Abstract

This article explores the significance of access to data under the General Data Protection Regulation GDPR.1 Specifically, the definition of ‘processing’ in the GDPR does not explicitly include access as one of the examples of processing, but access may nonetheless fit the definition of processing. Some scholars have suggested that access to data generally ought to be viewed as processing, and others have suggested conversely that it ought not to be viewed as processing. The present enquiry explores these and other positions, their merits and weaknesses. Determining the status of access is important in practice.
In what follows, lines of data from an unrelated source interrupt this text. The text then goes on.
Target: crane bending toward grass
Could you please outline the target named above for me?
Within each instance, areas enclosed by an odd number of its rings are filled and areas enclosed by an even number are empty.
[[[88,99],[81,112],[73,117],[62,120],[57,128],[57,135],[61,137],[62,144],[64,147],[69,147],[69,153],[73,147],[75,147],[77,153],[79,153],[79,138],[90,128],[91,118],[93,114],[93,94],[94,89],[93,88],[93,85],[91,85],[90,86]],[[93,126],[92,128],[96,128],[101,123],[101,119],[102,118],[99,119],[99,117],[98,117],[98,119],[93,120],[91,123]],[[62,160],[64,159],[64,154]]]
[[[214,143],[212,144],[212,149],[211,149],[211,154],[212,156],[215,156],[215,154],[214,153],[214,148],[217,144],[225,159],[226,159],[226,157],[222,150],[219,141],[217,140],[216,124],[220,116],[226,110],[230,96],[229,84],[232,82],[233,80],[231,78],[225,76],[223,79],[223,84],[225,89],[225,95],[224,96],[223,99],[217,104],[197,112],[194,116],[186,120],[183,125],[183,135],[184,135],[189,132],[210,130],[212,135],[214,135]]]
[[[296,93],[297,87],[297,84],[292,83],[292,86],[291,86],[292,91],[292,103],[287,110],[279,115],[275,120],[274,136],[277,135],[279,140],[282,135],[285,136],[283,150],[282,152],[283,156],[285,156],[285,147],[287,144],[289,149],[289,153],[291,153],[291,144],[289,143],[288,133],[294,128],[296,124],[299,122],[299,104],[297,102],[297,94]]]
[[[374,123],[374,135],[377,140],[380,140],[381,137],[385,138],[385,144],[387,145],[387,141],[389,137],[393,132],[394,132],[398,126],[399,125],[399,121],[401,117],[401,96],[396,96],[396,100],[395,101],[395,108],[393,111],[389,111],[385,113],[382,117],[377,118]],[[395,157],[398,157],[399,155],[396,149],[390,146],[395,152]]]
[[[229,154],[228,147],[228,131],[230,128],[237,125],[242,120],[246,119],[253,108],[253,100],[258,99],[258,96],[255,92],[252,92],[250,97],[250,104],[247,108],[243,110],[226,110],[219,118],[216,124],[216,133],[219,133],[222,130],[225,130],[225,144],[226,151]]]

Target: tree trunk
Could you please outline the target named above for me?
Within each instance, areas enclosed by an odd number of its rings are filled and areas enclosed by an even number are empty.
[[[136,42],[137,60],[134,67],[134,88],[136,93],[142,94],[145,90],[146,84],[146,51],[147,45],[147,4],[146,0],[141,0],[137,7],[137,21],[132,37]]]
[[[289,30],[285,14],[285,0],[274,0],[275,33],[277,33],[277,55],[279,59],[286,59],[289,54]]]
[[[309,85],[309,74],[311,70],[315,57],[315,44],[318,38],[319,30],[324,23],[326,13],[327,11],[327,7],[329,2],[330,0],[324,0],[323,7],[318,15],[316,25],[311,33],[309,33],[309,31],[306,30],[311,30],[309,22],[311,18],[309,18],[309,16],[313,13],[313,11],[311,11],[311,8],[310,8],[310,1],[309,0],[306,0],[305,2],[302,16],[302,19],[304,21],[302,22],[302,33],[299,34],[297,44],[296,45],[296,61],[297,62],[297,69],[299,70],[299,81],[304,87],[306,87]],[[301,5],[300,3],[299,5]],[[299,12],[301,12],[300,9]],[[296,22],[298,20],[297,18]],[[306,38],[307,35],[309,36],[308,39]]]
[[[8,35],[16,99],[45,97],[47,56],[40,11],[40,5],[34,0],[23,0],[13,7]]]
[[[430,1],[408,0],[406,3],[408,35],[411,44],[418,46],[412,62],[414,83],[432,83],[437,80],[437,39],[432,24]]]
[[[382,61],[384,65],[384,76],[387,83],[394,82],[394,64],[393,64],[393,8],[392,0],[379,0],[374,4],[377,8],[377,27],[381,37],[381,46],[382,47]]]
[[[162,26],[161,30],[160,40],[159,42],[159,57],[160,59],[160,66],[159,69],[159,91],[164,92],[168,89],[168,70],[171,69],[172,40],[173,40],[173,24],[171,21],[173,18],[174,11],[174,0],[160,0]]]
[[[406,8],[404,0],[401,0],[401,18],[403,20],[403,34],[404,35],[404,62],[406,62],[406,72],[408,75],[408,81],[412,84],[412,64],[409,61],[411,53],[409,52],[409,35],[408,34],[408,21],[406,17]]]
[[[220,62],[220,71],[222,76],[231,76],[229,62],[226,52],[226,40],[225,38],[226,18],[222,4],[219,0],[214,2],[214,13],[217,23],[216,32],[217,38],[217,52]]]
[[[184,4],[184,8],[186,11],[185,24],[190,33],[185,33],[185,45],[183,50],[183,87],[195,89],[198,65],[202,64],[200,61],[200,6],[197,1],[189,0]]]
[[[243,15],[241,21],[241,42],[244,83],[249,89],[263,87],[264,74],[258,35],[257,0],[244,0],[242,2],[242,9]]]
There are many instances in which people and organizations have or grant access, or may actually access data, and a determination that this is a form of processing governed by data protection law will have significant ramifications. Some commonplace examples may elucidate the significance of the enquiry. Many organizations today have cloud-based servers and document management systems, such as Sharepoint, Google Drive or Dropbox. If I invite you to share a file or folder containing personal data on Dropbox, for example, I have not sent you the data, I have merely granted you access to it. Have you now become a processor of that data? Likewise, suppose I call Dell to get support for my laptop; I grant the technician remote access to my laptop and she quickly fixes the problem. Has she, and by extension Dell, become a processor of the data on my laptop? These and many more examples highlight the need for clarity on the question of the role of access in data protection law.